Although fluctuations in VA and CRT were noticed during the follow-up period in our retrospective review, only the data at three time points (baseline, at 1 year and at 2 years) were included in the final analysis. In a retrospective study performed by Wecker and coworkers, the mean maximum VA gain during the first year was +6.2 letters. Maximum VA gain, however, occurred at different time points for each patient. As a result, the mean VA change for any given time point was less pronounced. By the end of the first year, the mean VA was -1.3 letters [42]. Our results might have been more favorable if the mean maximum VA gain had been considered.

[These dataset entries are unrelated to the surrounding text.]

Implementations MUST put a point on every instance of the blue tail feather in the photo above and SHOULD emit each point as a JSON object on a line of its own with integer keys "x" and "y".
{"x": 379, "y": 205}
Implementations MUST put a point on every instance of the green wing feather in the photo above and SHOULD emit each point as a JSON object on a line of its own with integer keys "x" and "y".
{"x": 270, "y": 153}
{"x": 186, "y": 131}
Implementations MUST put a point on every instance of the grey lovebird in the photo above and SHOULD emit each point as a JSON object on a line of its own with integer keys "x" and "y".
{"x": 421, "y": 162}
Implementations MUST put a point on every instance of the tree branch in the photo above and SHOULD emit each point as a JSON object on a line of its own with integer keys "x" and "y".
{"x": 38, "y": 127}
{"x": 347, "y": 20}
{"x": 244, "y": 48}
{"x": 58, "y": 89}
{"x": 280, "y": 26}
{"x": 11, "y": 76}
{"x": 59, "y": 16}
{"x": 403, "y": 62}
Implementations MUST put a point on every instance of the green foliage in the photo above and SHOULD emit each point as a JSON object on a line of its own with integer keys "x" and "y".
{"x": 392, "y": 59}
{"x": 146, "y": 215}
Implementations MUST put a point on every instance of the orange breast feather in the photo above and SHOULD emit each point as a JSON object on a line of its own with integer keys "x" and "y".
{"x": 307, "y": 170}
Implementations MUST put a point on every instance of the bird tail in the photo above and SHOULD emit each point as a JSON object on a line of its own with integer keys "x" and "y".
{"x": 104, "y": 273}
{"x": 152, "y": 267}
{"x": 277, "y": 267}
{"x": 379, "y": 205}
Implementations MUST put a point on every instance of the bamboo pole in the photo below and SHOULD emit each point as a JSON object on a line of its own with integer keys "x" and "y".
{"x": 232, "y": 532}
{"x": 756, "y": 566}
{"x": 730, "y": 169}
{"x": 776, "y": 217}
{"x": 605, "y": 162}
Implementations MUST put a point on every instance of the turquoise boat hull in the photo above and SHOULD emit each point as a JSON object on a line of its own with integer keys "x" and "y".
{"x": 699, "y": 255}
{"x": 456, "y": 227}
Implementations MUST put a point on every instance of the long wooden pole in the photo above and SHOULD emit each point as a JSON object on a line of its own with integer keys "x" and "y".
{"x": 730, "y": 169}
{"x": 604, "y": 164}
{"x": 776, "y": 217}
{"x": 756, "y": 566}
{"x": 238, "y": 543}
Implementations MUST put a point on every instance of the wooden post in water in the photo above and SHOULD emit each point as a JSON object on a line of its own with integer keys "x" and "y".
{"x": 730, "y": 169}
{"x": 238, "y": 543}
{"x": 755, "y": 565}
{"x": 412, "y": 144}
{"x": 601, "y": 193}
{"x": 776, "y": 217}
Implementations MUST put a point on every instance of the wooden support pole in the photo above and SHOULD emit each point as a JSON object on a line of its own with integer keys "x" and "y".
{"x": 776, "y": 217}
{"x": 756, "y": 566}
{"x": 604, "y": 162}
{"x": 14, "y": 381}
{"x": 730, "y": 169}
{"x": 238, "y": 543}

Based on the comparison between RCTs and observational real-life studies evaluating anti-VEGF treatment, it appears that visual outcomes are strongly correlated with the number of injections. Patients treated with anti-VEGF injections in a routine clinical practice receive a substantially lower number of injections in comparison to patients included in RCTs [41]. The mean number of injections in a 2-year period in our analysis was 7.1 ± 3.6 injections (median 7, range 1–17), which is 2-3 times less than in RCTs [10, 11, 29, 34]. Furthermore, the mean number of visits in a 2-year period in our routine clinical setting was 13.4 ± 2.4 (median 13, range 8–20), which is not in accordance with Slovenian and European guidelines for the management of DME [13, 43]. Although the PRN regimen was the recommended protocol, patients were not followed on a monthly basis and consequently could not receive monthly injections if needed. Since only patients with 2 years of follow-up were included in our retrospective analysis, there were no patients lost to follow-up that could have influenced the final results. Some of the reasons for the low number of visits could be patient comorbidities or transportation problems. However, the most obvious reasons are the limited capabilities of the hospital to provide timely treatment for all patients.

Our analysis has some limitations, such as its retrospective nature, the inclusion of eyes with very low or very good baseline VA and the involvement of many physicians with different clinical experiences and sometimes variable retreatment criteria. However, the study provides information about the real-life effectiveness of anti-VEGF treatment, represents the first analysis of the effectiveness of anti-VEGF treatment in Slovenia, and can serve to improve the quality of management of our patients.

5. Conclusions

The two-year visual outcomes in this retrospective analysis appear to be less favorable compared to previously reported outcomes when considering only VA gain, although comparable proportions of eyes gaining ≥15 letters have been observed. A large proportion of our patients had a baseline VA ≥70 letters, which must be taken into account when interpreting the results. When only eyes with a VA <70 letters are considered, the results seem more comparable to the outcomes from other studies. Our analysis provides some information about the effectiveness of anti-VEGF treatment in routine clinical settings in Slovenia. Most importantly, this indicates that more intensive treatment should be implemented in the management of patients to achieve better visual outcomes.

Data Availability

Data used for the analysis are available from the corresponding author upon reasonable request.

Disclosure

Mojca Urbančič provided consultancy and received speaker honoraria from Allergan, Novartis, and Bayer.

Conflicts of Interest

Pia Klobučar, Matej Zupan, Katja Urbančič, and Alenka Lavrič have no conflicts of interest.

Acknowledgments

The authors thank colleagues who were involved in the management of patients included in the study. This research and publication received no specific grant from any funding agency in the public, commercial, or not-for-profit sectors.